I have two competing views regarding my choice to major in Art. On the one hand, yes, it was a bad decision. Obviously. My mother was a CPA and she always said that I should have been one as well. Said I would have been good at it. And I probably would have been. But, more importantly, it would have given me a marketable skill. My mother could say that she was an Accountant. I know people who identify themselves as a Nurse, or a Teacher, or a Welder, or even a Truck Driver. Being able to say, “This, this is what I do” is a solid place to be, especially when looking for a job. Which is what I’m doing right now. Again.

In times like these, yes, I regret making that decision.

However, then I think about this in other ways. I think about how maybe, just maybe, the purpose of education should not be solely for monetary gain. We should strive to educate ourselves not only to be good employees, but to be better people. The prevailing attitude that education should serve a utilitarian function that only makes kids into wage earners rather than well-rounded adults is extremely dangerous. Knowledge of the arts, of music and dance and theater and literature should not be looked at as folly that will never enrich our bank accounts, but as fundamental to our growth as better citizens within our society.

The fact that I can appreciate a painting by Caravaggio or Picasso has done zero for me financially over the years. But when I look at Caravaggio’s The Calling Of Saint Matthew, I see a dramatic struggle between light and dark, between being caught up in your mundane duties and being made aware that I am called, we are all being called, to something greater than just sitting inside at a desk counting money all our lives.
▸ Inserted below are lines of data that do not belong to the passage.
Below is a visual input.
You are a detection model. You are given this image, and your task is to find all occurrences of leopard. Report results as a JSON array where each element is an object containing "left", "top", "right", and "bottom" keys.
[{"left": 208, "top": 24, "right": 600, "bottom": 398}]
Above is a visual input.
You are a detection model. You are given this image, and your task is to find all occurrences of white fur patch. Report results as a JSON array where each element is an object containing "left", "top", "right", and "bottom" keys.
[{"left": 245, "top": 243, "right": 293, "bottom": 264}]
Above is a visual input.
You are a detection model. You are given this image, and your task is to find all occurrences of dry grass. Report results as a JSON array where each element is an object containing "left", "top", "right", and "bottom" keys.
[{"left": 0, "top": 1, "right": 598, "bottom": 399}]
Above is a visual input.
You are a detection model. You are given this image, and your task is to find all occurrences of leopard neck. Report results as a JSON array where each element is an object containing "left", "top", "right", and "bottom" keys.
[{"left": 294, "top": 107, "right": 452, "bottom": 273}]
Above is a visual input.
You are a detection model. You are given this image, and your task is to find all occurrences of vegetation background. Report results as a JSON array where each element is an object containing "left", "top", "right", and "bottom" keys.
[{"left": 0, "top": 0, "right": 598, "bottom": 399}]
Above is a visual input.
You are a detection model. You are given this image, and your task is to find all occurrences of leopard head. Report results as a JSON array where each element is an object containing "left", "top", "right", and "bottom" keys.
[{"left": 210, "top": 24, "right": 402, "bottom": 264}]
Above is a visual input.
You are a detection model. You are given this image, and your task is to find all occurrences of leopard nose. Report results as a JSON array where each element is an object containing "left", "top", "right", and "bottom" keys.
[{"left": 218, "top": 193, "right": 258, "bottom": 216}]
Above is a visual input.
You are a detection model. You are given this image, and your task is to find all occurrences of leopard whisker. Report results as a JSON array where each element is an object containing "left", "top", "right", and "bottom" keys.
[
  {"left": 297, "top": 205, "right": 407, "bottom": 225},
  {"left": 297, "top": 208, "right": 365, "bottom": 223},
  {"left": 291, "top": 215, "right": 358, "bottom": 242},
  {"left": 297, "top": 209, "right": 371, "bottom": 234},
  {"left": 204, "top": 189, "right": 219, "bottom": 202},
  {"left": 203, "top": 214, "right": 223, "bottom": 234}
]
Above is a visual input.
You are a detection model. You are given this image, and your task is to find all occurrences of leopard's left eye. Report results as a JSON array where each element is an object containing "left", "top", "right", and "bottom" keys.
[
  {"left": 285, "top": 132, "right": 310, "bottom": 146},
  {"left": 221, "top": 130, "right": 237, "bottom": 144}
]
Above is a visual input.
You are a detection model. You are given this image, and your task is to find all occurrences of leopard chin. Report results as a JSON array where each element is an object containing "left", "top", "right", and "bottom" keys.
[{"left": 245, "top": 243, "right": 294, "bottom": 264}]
Or, when I look at Picasso’s Guernica, I see the horror of war made with a visceral impact that simple realism could never match. And it makes me want to fight harder than ever to end violence and war, at least as much as possible, in this world.

Art, real art, great art, tears at our chest, touches our heart, confounds our brain, makes us sympathize with the lonely and desire to love with the lovers. Art celebrates beauty, and challenges everything. This all sounds pretentious and overblown, I get that. It doesn’t stop me believing that majoring in art, while never enriching my wallet, made me a better person.

I’ll never say my art is equal to Caravaggio or Picasso. Hell, I doubt I’m even a good a photographer as Ken Rockwell. But, being creative is a part of me, and has been from my earliest memories. And photography has become a true passion, one that I’m determined to pursue.

You’re probably saying, “Yeah, you said that about truck driving, too.” Fair point. Here’s my response.

I’ve told this story before, that after my mother past away in 2011, we divided up her belongings into two separate, distinct categories. There was the stuff, mostly junk, that we ended up either giving away or throwing away. And photographs. When my dad passed away in 2014, we repeated that process. My wife’s father passed away this year. Most of what he owned has been sold off or thrown away. What did my wife save, carefully pack and bring back home with her? Photographs. Stacks of photographs.

When I go, my memories of sunsets, and movies, and laughs with friends and family will be gone too. But, hopefully, my photographs will continue to be around. Hopefully someone will collect my work, the way Carole and I have collected our families photographs. And maybe, just maybe, my art will inspire others in ways similar to how other artists inspired me.”